When I returned to the office on Tuesday, my post-holiday blues were not lifted when a colleague told me of a visit with his elderly mother to the casualty section of the Mater Hospital. In the dead of night, his 86-year-old mother found herself in a queue beside some of the roughest and toughest diamonds this city has to offer.

The casualty section was protected by a team of burly security men. The toilet door had no lock and everything from the toilet bowl to the cistern was securely nailed down. It was, he says, a profoundly dispiriting experience. He wondered why his mother, who had worked hard all her life, had to contend with this. Shortly before my own mother died this year she also visited casualty at the hospital. The doctors and nurses were wonderful but she had to be sent packing at 2 a.m. on a rainy night because there was no bed for her - even though she had collapsed hours earlier at home. The doctor in charge apologised profusely and explained that it was the way things were. I tried to understand.

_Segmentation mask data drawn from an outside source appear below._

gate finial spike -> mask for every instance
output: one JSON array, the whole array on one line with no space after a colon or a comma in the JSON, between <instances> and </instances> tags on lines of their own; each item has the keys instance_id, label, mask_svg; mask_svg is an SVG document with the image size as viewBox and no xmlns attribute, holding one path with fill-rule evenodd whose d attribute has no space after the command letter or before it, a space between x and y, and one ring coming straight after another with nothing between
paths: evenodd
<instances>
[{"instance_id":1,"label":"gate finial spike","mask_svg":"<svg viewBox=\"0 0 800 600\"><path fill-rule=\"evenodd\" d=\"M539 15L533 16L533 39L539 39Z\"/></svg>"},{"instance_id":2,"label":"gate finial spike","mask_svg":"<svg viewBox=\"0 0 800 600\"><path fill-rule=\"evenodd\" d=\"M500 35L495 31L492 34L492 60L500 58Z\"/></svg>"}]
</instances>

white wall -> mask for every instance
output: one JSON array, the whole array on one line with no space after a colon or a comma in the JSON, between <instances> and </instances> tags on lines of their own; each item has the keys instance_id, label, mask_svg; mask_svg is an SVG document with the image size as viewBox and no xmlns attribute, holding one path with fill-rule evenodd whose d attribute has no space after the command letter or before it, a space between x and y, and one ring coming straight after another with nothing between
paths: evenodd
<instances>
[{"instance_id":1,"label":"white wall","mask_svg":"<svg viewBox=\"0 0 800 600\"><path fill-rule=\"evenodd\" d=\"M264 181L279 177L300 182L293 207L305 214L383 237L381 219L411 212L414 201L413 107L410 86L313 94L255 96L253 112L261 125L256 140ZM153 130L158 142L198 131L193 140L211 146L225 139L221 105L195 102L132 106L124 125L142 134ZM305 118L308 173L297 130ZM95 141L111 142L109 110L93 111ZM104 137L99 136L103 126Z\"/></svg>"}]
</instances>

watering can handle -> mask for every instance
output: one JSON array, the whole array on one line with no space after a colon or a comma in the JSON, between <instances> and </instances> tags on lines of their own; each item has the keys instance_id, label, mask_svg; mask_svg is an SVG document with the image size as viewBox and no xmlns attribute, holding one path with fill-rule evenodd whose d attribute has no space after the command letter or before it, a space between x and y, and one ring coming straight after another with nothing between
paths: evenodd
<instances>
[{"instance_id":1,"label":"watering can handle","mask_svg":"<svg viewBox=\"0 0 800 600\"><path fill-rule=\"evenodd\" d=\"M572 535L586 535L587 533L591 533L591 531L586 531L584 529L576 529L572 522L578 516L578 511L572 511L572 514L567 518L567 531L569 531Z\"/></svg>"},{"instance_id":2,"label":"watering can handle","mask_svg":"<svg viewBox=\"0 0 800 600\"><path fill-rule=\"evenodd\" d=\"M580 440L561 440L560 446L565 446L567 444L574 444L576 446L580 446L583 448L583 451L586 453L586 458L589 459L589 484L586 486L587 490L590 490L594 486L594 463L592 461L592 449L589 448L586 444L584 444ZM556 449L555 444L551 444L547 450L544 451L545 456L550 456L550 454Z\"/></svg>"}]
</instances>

All of these thoughts - about where I live, about the quality of life here, about how much we seem to have lost - have been racing in my mind since the clouds cleared and the green sodden grass came into view last Sunday. Why do we continue to live here? Why don't we head off to the sun and escape?

The reason, of course, is the people. There is no better company anywhere in the world than in Dublin. There is nowhere I have been where people are as funny and as irreverent. There is no place where so many people refuse to take themselves seriously.

Now if only we could do something about the transport, the crime, the health service, the lack of competition in the professions and in the service industry, the lousy, overpriced restaurants, the ludicrous house prices, the petty vandalism and the lack of real political choice. Then we would have quality in our daily lives.